Carlos Drummond de
Andrade*
O difícil, o extraordinário, não
é fazer mil gols, como Pelé. É fazer um gol como Pelé. Aquele gol que
gostaríamos tanto de fazer, que nos sentimos maduros para fazer, mas que,
diabolicamente, não se deixa fazer. O gol.
Que adianta escrever mil livros,
como simples resultado de aplicação mecânica, mãos batendo máquina de manhã à
noite, traseiro posto na almofada, palavras dóceis e resignadas ao uso incolor?
O livro único, este não há condições, regras, receitas, códigos, cólicas que o
façam existir, e só ele conta – negativamente – em nossa bibliografia.
Romancistas que não capturam o
romance, poetas de que o poema está-se rindo à distância, pensadores que palmilham
o batido pensamento alheio, em vão circulamos na pista durante 50 anos. O muito
papel que sujamos continua alvo, alheio às letras que nele se imprimem, pois
aquela não era a combinação de letras que ele exigia de nós. E quantos metros
cúbicos de suor, para chegar a esse não-resultado!
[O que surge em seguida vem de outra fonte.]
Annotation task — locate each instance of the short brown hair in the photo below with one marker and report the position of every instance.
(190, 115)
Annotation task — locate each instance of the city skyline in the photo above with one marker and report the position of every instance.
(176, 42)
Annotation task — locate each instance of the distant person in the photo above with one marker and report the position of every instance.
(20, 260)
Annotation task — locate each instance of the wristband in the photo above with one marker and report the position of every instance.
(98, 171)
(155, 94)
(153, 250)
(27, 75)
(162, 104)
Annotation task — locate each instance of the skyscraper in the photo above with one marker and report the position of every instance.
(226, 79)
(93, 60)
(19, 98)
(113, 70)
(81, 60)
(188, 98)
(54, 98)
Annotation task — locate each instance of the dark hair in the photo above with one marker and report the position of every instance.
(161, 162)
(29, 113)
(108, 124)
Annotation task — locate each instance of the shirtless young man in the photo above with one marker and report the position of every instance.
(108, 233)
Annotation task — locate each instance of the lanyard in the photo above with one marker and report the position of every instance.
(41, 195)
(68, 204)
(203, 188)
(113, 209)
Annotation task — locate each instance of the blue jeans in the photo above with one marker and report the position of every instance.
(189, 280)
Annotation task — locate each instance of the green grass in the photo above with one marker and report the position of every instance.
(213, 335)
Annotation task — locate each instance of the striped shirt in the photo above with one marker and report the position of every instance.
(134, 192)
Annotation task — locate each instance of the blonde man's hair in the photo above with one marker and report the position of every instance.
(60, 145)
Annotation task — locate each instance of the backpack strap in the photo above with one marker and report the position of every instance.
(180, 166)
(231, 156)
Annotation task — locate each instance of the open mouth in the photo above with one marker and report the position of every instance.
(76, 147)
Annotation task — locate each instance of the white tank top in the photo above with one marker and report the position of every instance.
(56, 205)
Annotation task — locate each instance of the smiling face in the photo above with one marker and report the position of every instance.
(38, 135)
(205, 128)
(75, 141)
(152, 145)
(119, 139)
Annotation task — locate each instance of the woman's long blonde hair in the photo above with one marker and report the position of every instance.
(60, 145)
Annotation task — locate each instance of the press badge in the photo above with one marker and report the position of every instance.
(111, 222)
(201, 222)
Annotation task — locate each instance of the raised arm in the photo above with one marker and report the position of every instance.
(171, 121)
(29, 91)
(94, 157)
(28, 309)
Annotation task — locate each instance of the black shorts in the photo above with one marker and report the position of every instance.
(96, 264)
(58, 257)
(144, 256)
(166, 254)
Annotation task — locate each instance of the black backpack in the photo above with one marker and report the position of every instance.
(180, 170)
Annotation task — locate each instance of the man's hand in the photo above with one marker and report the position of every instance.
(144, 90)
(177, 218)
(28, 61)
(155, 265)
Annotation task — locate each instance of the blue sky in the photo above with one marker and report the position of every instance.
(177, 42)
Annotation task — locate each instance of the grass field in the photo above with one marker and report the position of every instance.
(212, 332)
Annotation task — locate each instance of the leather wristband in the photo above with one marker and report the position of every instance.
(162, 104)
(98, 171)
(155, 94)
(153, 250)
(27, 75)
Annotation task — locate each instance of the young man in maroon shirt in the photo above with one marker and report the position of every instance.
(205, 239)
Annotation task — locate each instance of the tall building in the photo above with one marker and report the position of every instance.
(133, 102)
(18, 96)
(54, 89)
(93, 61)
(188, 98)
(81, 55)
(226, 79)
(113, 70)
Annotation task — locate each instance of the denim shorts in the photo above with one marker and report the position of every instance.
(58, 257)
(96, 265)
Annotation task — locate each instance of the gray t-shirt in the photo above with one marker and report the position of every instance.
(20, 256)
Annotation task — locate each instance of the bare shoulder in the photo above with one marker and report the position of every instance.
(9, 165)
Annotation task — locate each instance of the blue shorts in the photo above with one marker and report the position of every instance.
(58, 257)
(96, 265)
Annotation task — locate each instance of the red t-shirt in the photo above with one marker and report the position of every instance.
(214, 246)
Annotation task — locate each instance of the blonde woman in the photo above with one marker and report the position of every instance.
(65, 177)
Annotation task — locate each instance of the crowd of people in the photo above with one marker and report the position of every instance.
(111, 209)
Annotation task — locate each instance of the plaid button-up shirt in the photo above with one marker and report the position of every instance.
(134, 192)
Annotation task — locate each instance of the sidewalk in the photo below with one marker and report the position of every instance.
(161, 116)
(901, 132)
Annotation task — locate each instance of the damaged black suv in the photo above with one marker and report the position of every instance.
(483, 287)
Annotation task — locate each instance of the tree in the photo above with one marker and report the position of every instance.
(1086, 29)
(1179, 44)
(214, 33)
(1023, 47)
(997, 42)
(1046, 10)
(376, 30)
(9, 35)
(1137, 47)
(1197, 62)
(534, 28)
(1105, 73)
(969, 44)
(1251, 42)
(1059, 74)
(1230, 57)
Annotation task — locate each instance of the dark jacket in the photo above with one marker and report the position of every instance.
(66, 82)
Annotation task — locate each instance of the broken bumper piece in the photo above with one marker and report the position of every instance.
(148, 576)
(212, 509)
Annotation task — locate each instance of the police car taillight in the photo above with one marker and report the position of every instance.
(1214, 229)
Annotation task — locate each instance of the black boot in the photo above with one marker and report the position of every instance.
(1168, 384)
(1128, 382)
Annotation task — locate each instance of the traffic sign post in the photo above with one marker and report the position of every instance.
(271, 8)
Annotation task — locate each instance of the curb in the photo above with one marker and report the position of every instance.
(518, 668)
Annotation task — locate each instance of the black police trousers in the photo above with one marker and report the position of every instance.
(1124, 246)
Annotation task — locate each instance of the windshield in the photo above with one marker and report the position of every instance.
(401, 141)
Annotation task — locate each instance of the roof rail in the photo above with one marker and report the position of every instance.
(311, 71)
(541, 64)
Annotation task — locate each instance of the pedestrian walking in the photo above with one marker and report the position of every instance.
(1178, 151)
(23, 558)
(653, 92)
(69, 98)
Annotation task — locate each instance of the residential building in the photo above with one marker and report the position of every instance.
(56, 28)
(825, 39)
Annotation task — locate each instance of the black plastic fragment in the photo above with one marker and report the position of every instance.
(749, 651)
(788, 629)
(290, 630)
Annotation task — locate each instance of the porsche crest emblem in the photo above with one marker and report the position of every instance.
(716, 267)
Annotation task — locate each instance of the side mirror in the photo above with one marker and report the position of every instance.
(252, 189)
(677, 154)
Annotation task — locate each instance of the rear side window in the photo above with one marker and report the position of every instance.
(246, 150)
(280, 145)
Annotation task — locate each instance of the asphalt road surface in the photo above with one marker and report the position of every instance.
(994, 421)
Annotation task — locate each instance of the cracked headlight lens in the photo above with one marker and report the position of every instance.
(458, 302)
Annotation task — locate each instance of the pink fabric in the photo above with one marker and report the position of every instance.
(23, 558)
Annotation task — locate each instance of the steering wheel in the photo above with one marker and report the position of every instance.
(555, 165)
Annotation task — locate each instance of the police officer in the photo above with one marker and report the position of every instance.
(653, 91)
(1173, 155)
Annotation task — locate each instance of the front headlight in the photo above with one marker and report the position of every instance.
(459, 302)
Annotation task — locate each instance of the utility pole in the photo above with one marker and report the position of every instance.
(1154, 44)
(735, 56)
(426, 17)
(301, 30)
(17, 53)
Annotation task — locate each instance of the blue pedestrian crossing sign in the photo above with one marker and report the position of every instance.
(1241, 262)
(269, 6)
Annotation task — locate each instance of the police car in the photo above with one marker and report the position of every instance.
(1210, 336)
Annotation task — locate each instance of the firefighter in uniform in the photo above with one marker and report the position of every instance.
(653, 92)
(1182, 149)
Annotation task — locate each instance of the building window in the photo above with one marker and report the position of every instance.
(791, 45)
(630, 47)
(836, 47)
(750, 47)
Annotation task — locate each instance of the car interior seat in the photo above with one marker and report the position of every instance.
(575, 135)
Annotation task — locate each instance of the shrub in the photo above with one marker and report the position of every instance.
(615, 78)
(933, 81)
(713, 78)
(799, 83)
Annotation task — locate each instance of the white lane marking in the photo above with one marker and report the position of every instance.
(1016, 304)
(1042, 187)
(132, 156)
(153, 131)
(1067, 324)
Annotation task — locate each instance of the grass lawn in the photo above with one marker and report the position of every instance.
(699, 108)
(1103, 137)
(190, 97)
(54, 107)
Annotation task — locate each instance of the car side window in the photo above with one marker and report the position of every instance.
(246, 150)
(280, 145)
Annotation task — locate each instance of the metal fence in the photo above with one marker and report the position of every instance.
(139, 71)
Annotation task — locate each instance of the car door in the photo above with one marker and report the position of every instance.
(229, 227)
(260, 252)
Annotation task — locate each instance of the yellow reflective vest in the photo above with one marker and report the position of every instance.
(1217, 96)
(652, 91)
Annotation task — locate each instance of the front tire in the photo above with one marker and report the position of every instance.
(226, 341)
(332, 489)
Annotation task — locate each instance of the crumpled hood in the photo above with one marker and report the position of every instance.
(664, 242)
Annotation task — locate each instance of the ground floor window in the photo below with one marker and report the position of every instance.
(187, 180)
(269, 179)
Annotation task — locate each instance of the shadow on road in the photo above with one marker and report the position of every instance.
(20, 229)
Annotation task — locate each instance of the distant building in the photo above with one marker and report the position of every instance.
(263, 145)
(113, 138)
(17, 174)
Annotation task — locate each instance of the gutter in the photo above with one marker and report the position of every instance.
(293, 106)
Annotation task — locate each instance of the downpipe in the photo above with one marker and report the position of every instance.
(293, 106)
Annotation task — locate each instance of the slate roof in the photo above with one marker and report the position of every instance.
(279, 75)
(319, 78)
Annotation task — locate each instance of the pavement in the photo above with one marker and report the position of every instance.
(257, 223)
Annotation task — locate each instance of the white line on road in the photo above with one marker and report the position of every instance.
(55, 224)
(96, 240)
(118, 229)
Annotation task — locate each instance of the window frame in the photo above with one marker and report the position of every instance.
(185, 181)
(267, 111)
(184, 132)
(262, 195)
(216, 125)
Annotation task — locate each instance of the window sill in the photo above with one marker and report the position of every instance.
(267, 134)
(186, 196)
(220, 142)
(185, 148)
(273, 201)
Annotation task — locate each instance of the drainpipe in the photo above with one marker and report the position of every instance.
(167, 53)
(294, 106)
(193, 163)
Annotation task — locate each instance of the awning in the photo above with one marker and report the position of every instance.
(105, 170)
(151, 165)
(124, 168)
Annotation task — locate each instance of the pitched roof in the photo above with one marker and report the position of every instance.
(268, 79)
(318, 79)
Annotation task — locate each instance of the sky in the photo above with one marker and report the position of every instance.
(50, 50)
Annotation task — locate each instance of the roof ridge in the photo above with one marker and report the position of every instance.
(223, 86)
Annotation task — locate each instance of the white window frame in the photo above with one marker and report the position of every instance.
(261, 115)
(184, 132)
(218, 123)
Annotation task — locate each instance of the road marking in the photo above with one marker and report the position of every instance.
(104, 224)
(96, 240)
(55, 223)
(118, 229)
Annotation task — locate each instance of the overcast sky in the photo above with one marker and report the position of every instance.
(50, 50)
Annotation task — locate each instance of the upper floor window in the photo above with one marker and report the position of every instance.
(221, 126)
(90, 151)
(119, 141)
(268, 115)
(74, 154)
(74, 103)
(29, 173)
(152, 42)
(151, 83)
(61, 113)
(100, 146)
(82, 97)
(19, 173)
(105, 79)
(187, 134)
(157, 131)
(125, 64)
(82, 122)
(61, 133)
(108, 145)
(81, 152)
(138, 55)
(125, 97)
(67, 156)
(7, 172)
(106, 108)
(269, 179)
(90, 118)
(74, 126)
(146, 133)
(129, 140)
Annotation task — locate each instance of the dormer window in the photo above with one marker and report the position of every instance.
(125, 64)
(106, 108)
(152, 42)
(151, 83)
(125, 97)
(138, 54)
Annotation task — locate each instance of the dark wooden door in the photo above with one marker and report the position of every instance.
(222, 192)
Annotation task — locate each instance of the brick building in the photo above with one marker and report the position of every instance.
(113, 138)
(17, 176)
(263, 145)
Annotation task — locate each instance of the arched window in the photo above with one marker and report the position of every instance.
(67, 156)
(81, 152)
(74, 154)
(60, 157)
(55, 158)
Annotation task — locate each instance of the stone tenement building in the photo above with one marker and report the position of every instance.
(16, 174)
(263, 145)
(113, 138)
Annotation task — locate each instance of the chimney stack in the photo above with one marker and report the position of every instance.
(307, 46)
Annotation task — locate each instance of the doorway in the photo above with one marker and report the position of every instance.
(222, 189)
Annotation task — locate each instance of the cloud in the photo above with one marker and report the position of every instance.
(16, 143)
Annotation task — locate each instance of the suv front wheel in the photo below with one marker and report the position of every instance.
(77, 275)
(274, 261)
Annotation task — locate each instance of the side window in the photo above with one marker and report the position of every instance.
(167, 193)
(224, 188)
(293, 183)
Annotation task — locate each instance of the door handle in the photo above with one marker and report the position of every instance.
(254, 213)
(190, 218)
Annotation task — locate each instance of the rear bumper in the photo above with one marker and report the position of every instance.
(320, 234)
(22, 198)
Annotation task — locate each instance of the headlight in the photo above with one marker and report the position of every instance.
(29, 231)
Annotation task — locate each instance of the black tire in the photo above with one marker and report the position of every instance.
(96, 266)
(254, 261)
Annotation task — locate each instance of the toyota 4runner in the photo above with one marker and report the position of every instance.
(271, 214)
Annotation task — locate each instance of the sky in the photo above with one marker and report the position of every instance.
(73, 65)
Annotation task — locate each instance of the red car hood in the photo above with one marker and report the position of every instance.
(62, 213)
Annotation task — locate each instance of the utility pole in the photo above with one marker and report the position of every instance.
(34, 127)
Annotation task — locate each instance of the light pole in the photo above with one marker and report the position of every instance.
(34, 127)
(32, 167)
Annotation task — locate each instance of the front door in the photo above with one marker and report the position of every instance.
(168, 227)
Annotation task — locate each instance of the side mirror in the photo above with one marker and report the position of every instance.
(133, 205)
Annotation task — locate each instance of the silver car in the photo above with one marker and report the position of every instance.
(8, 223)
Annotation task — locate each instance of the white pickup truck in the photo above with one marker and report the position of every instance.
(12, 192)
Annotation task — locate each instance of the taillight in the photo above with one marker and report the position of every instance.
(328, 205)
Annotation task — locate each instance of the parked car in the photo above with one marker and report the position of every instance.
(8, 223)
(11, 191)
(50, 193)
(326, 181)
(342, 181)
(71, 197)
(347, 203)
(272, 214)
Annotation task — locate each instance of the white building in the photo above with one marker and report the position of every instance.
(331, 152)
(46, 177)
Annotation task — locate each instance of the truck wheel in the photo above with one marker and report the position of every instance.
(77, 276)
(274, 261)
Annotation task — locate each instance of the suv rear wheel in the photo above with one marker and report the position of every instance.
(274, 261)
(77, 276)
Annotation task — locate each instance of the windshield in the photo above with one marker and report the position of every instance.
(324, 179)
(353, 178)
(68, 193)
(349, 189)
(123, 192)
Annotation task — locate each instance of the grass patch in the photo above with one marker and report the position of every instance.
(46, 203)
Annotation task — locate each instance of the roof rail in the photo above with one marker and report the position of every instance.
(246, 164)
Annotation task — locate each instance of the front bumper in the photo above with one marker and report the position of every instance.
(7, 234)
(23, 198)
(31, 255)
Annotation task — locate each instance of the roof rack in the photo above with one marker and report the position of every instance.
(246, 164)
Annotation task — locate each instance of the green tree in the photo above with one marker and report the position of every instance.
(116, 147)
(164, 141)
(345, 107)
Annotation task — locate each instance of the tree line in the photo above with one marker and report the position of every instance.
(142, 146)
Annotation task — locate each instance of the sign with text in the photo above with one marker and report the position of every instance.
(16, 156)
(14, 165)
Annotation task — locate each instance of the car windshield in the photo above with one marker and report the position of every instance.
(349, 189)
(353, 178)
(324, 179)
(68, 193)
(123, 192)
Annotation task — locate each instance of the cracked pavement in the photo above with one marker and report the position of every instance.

Então o gol independe de nossa
vontade, formação e mestria? Receio que sim. Produto divino, talvez? Mas, se
não valem exortações, apelos cabalísticos, bossas mágicas para que ele se manifeste...
Se é de Deus, Deus se diverte negando-o aos que o imploram, e, distribuindo-o a
seu capricho, Deus sabe a quem, às vezes um mau elemento.
A obra de arte, em forma de gol
ou de texto, casa, pintura, som, dança e outras mais, parece antes coisa-em-ser
da natureza, revelada arbitrariamente, quase que à revelia do instrumento humano
usado para a revelação. Se a obrigação é aprender, por que todos que aprendem
não a realizam?
Por que só este ou aquele chega a
realizá-la? Por que não há 11 Pelés em cada time? Ou 10, para dar uma chance ao
time adversário? O Rei chega ao milésimo gol (sem pressa, até se permitindo o charme
de retificar para menos a contagem) por uma fatalidade à margem do seu saber
técnico e artístico.
Na realidade, está lavrando sempre
o mesmo tento perfeito, pois outros tentos menos apurados não são de sua
competência. Sabe apenas fazer o máximo, e quando deixa de destacar-se no campo
é porque até ele tem instantes de não-Pelé, como os não-Pelés que somos todos.
*(Crônica publicada no
Jornal do Brasil, em 28 de outubro de 1969)
P.S. O poeta Carlos Drummond de Andrade escreveu a crônica
acima, quando Pelé estava se aproximado do gol 1000
P.S. Em 19 de novembro de 1969, Pelé
marcou o 1000 gol em todas as competições, no que foi um momento muito
aguardado no Brasil. O objetivo, popularmente apelidado de O Milésimo, ocorreu
em uma partida contra o Vasco da Gama, quando Pelé marcou a partir de um
pênalti, no Estádio do Maracanã.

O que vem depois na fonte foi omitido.